" sana birisi at derse burnuna yumruğu indirirsin. yine at derse ona budala dersin. sana birisi üçüncü kere at derse belki de gidip kendine bir eğer almanın vakti gelmiştir"
se7en filminde olduğu gibi sonunu tahmin ederek [*]*bok ettiğim bir film*. sırf bruce willis için izlenesi film.
Süper oyunculuk, senaryo güzel izlenesi efektleri ile ayakta alkışlıyorum.*
aslında yine yabancı olmadığımız bir hikayeyi işleyen lucky number slevin, herşeyin çözüldüğü finaliyle bize beklentilerimizin ötesinde bir film sunuyor. kötü adamlara para kaptırınca tüm ailesini yitiren bir adam max. tıpkı bizim alışık olduğumuz eski türk filmleri gibi; at yarışında borçlanınca bahis mafyası affetmez. max'in küçük dokuz yaşındaki oğlu hariç tüm ailesi öldürülür böylece. aslında mafya babaları çocuğun da öldüğünü sanmaktadır fakat soğukkanlı tetikçi goodcat * ne olduysa yufka yürekli davranır ve küçük çocuğu öldürmez.( gerçi bunu finale kadar bilmiyoruz.) çocuk da intikamını almak için goodcat'le kalır ve filmin başından sonuna kadar çok güzel ve akıllıca işlenmiş bir hikaye önümüze serilir. filmin senaryosu gerçekten harika işlenmiş. alışık olduğumuz gibi film içinde bize çocuğun kim olduğuyla ilgili ipucu neredeyse hiç sunulmuyor. filmin kurgusu takdire şayan. filmde ayrıca diyaloglar ilk yarıda sıkıcı gibi görünse de mükemmel dersler içeriyor. ilk sahnedeki kansas city shuffle bölümü finalde çalan şarkı o larak karşımıza çıkınca suratımızda cıvık bir gülümseme beliriyor.

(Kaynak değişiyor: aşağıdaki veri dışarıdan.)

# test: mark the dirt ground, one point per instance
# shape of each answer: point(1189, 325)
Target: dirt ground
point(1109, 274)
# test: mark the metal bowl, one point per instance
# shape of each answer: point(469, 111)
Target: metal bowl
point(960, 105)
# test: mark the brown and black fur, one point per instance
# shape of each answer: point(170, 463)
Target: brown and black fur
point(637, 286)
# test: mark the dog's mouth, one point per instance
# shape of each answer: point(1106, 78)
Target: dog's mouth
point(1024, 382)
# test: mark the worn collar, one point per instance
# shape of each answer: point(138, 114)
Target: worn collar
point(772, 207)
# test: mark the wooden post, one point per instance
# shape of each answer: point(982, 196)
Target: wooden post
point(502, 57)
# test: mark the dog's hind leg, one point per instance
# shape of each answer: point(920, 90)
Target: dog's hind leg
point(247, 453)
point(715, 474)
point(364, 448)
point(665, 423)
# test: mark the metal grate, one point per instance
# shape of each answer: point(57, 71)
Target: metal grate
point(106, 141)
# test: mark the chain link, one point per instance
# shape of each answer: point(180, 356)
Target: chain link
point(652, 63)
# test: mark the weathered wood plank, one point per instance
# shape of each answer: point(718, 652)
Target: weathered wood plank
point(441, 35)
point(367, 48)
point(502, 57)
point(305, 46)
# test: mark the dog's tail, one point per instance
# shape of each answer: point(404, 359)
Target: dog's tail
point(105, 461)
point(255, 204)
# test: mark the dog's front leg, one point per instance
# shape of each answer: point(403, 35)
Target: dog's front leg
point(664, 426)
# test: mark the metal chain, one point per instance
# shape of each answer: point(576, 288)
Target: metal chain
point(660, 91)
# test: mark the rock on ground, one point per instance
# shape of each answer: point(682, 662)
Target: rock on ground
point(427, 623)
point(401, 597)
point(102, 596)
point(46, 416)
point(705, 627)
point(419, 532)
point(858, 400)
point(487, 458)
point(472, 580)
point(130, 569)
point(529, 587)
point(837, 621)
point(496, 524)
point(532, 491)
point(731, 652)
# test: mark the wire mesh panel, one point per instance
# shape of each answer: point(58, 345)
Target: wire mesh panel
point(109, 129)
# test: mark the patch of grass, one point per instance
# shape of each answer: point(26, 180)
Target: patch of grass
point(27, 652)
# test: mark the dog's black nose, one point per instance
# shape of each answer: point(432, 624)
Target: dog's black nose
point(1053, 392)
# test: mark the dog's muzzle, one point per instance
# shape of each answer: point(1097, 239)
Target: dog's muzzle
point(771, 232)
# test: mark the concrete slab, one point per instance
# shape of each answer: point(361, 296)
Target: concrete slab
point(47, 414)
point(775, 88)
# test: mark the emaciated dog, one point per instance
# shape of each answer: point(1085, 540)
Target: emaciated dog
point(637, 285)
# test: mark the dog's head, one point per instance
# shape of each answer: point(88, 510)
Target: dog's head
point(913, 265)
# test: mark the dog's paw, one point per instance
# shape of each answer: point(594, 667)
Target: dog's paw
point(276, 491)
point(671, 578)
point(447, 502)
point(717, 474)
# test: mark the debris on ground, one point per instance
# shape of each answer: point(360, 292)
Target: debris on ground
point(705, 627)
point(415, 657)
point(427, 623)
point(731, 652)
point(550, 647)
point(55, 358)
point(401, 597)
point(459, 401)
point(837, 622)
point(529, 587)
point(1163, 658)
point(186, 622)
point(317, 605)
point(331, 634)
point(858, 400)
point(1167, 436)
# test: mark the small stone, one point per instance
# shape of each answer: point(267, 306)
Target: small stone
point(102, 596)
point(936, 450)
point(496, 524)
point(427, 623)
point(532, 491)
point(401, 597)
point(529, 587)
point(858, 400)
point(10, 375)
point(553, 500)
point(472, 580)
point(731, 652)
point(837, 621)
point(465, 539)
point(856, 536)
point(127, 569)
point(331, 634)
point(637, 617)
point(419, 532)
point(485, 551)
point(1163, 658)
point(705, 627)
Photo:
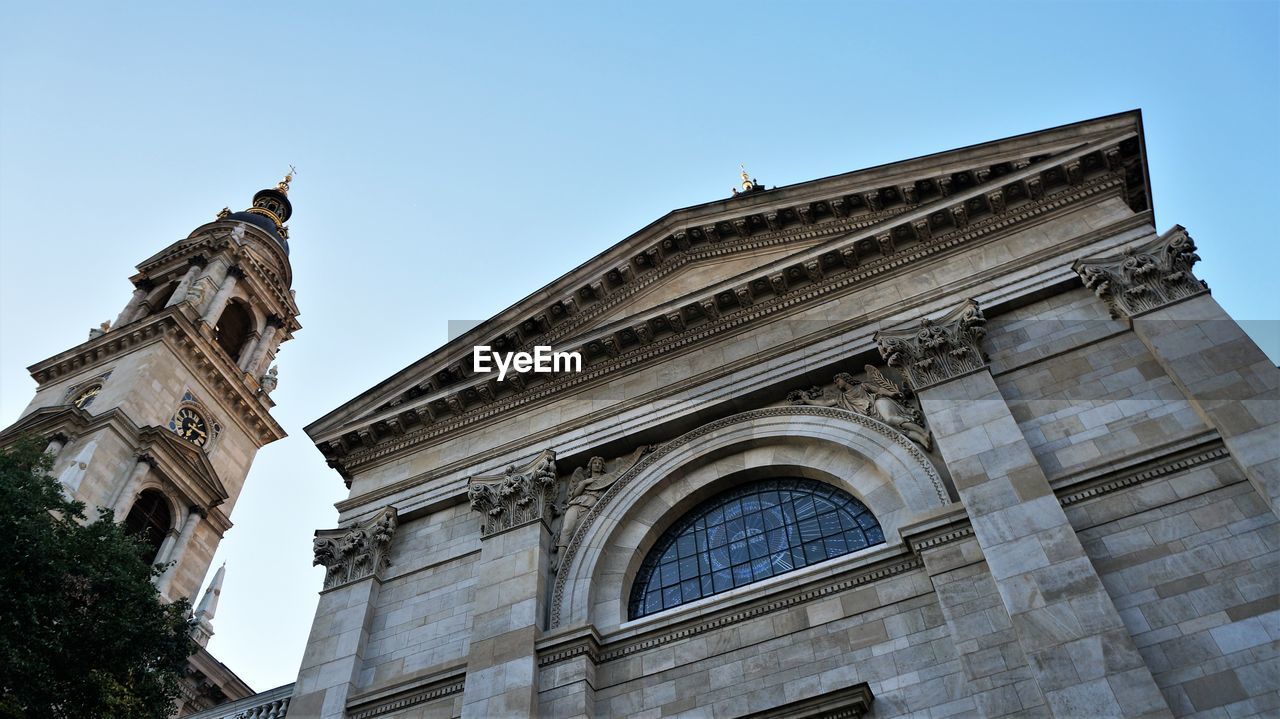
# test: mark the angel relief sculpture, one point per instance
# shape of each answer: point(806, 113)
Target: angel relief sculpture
point(877, 398)
point(585, 488)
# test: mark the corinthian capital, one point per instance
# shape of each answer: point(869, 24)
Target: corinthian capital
point(516, 497)
point(1146, 276)
point(938, 349)
point(357, 552)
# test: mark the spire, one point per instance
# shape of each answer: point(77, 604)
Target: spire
point(269, 211)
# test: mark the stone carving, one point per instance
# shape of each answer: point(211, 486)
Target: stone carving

sonuç olarak izlemeye değer bir film olduğunu rahatlıkla söyleyebilirim.
başroldeki yakışıklı elemenımız fena halde brad pitt çakması gibi duruyor. sanki rolü önce brad pitt oynamış al oğlum bak böle oynıycaksın dedikten sora josh hartnett oymaış gibi. belki de şöyle bi durum vardır. başrol önce brad pitt'e teklif edildi, aktörün zaman yokluğunu sebep göstererek reddetmesinden sonra josh hartnett'a götürüldü...ha bu arada film baya kaliteli ve yönetmeni de paul mcguigan'miş.
filmin senaryosu ve çekimler harikulade. sonuna kadar karakterlerin birbirleriyle tam ilişkilerini anlayamıyorsunuz. hep bir soru işareti oluyor kafanızda ve filmin sonunu bir heyecanla bekliyorsunuz.
filmdeki en gözde karakter bende bruce willis idi. öyle bir duruşu vardır ki film boyunca hayran kalırsınız.
filmden spoiler lar çıkarsak karşı kı dağlar yıkılır dedirten bir film. tahmin edilemeyesi pek çok detay ve güzel bir hikaye. her arşivcinin koleksiyonundan bulunması gereken türden..
arkadaşımın izlemek istemediğim halde bana zorla izlettirdiği film.filmde ölmeden anlaşılamayan bi teori mi karmaşa mı ne vardı galiba, artık ne kadar sıkıldıysam izlerken neyin ne olduğunu bile anlamamışım.
bruce willis'in kesinlikle yaşlanmış olduğunu farkettiren; sahip olduğu komplike kurgu dışında pek bir özelliği olmayan; ancak yine de izlenmesi gereken film.
finaliyle izleyiciyi dumur eden filmler kategorisinden güzel bir örnek. olayın ne olduğunu anlamak için filmdeki her diyaloğun dikkat kesilerek izlenmesi gerekiyor. neredeyse her cümlede konuya ilişkin bir şifre, bir ipucu var. filmin yer yer izleyiciyi sıkan kurgusu hikayeye ilişkin düğümler çözüldükçe oha be dedirtiyor ve bünyeye keser döner sap döner, gün gelir hesap döner sözünü hatırlatıyor.